Of course, Rocketship X-M is loaded with scientific nonsense (e.g., Mars' gravity is thirty-eight percent of Earth's, and not, as the picture claims, fifty percent; also, the distance between the moon and the Red Planet is over thirty-four million miles, rendering a Martian landing completely out of the question), but logic is seldom the strong suit of space opera; indeed, it often gets in the way of the story. Neumann's film celebrates the heroism of the generation that had just defeated the Axis Powers and would move steadily towards the stars, while at the same time emphasizing that technology far too often outdistances our humanity: the mechanization of the soul is the principal risk of modernity, and the rest is radioactive rubble.
In 1977, film distributor Wade Williams replaced--not without controversy--the picture's V2 rocket footage with several model and matte shots courtesy of future Oscar winner Dennis Muren and other George Lucas confederates. The new material is well-integrated, however, and Williams' makeover has become Rocketship X-M's standard version, as Neumann's original cut has been withdrawn.

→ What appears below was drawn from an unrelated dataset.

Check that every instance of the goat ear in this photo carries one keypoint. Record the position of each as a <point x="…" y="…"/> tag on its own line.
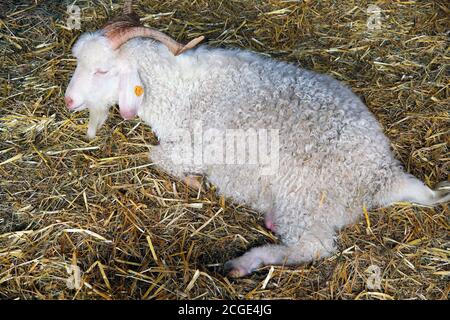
<point x="131" y="92"/>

Theobold Holsopple's production design and art direction, in conjunction with Jack Rabin's special photographic effects, retain the power to impress, in spite of such hilarious goofs as rocket launch transparency (through which the pad and other props can plainly be perceived) and sideways clouds glimpsed outside portholes. Karl Struss' camerawork, particularly in the White Sands segments, is dramatically noirish; he would reteam with the director six times, most notably for Kronos (1957) and The Fly (1958). Image Entertainment's 2000 fullscreen "50th Anniversary" disc, part of the label's Williams Collection, is in excellent shape, and the seventy-seven-minute picture, sporting appropriately Martian sepia tints, has a dozen chapter stops. The only extra is the original trailer, in considerably coarser shape, which contains the V2 footage.